The lifelong Hammers fan is now planning to take a break from rowing for six months while he ponders his next career move. Hunter explained he is planning to use the period to offer something back to the local community by supporting the excellent work the West Ham United Community Sports Trust does throughout east London.
"We need to get kids to realise that we are just normal people, we went to school, had the same experiences and tried things for ourselves. It's hard because they see us on TV but we used to be like that - we watched it and were captured by the magic of the Olympics and that's what brought us to where we are today.
"Being from the east end and being able to come back and compete at a home games where I grew up was very special. To see the buzz around the place was phenomenal, and I just hope the excitement can continue now with the legacy that follows.
"At the event I was playing tennis with the kids and although it's not my sport it's great to spend time with them and chat about their experiences whilst watching the Olympics. I think that it's really important that athletes get out there now and make a difference.
"We went to a talk with David Cameron the other day and he said that after the Olympics athletes are like gold dust now, and he feels it's important us to get into schools and the community and sprinkle that gold dust."

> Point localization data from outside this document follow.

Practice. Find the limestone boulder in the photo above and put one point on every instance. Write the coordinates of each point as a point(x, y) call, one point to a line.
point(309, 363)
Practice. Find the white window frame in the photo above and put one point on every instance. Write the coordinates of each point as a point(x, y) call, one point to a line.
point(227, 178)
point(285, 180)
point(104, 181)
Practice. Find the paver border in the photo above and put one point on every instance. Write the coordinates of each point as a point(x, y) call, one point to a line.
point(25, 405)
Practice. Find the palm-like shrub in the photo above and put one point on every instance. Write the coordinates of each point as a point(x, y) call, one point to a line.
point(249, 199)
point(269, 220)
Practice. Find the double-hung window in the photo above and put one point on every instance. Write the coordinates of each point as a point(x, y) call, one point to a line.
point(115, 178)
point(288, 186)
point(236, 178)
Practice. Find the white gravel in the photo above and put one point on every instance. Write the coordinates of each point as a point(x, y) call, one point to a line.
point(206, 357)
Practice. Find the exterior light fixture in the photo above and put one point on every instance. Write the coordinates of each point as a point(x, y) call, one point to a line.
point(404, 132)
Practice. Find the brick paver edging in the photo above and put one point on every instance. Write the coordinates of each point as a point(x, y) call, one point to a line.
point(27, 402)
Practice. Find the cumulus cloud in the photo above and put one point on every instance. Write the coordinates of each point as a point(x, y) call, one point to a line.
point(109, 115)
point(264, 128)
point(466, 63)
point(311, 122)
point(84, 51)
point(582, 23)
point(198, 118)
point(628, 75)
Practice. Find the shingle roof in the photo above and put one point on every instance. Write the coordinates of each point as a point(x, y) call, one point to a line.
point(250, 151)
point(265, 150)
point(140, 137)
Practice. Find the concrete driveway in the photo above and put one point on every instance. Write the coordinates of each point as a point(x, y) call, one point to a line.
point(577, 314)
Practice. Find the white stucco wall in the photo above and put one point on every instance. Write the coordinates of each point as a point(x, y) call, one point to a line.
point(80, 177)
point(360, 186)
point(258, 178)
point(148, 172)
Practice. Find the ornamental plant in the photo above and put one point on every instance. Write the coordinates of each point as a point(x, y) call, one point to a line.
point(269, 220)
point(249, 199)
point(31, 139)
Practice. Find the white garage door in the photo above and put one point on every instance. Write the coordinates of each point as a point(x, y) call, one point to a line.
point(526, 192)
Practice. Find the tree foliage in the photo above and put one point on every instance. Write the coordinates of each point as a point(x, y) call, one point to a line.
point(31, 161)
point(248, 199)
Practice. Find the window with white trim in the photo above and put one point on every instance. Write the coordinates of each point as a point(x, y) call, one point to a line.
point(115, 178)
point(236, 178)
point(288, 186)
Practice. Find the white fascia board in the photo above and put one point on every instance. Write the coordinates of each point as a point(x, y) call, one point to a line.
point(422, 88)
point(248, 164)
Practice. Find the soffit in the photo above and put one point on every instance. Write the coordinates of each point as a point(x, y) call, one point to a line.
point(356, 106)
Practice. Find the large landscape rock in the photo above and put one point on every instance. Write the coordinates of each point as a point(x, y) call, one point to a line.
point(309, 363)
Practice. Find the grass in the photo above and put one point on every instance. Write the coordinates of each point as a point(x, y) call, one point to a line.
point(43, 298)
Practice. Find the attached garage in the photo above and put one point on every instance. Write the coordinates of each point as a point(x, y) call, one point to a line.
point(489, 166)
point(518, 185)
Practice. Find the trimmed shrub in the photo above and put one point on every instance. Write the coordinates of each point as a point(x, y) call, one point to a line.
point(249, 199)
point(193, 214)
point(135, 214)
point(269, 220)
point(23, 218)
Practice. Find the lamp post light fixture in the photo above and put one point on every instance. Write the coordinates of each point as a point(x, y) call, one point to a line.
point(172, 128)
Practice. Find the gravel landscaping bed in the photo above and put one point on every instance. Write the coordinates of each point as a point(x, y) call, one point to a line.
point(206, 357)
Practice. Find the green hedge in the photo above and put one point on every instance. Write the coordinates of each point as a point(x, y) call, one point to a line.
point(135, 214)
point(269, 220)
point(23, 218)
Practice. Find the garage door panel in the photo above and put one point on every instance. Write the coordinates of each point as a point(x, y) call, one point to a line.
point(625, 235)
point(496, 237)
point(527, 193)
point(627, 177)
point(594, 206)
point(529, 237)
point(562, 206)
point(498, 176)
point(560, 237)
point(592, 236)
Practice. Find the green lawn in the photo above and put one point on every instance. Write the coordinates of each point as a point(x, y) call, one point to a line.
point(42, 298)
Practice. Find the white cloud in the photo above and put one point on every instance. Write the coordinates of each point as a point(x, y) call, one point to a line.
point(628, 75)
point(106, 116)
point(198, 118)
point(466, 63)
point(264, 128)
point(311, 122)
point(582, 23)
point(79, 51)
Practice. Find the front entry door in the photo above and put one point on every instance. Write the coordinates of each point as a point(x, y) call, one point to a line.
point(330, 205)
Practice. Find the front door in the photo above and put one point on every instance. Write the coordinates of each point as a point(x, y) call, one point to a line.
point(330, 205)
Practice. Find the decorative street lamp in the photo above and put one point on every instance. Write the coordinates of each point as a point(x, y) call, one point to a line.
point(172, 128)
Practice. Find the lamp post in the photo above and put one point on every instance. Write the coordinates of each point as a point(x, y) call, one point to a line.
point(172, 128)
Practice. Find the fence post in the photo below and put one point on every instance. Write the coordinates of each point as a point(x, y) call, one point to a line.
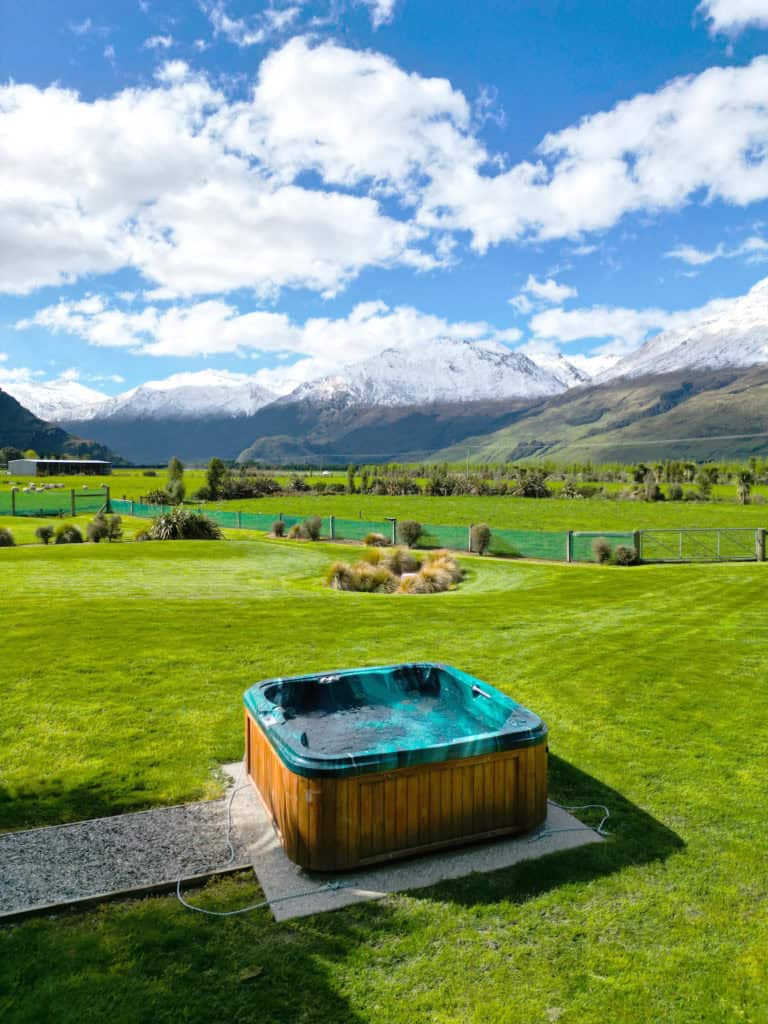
point(392, 519)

Hunter will be a welcome visitor at the Boleyn Ground on Saturday when Big Sam's side kick-off their Barclays Premier League return against Aston Villa. The 34-year-old feels very much part of the group after he was spurred on ahead of his final by a warming video of support from the West Ham United squad, led by manager Sam Allardyce and captain Kevin Nolan.
"I was made up with the good luck video the club sent me, so the event is my chance to once again give something back to a club that has given so much to me, and I'm really looking forward to seeing the team back in the Premier League.
"Coming in last season was a dream come true. All the fans sit on the terraces have their view but to be able to come in and give something back was very special and I'm exceptionally pleased that the relationship has continued."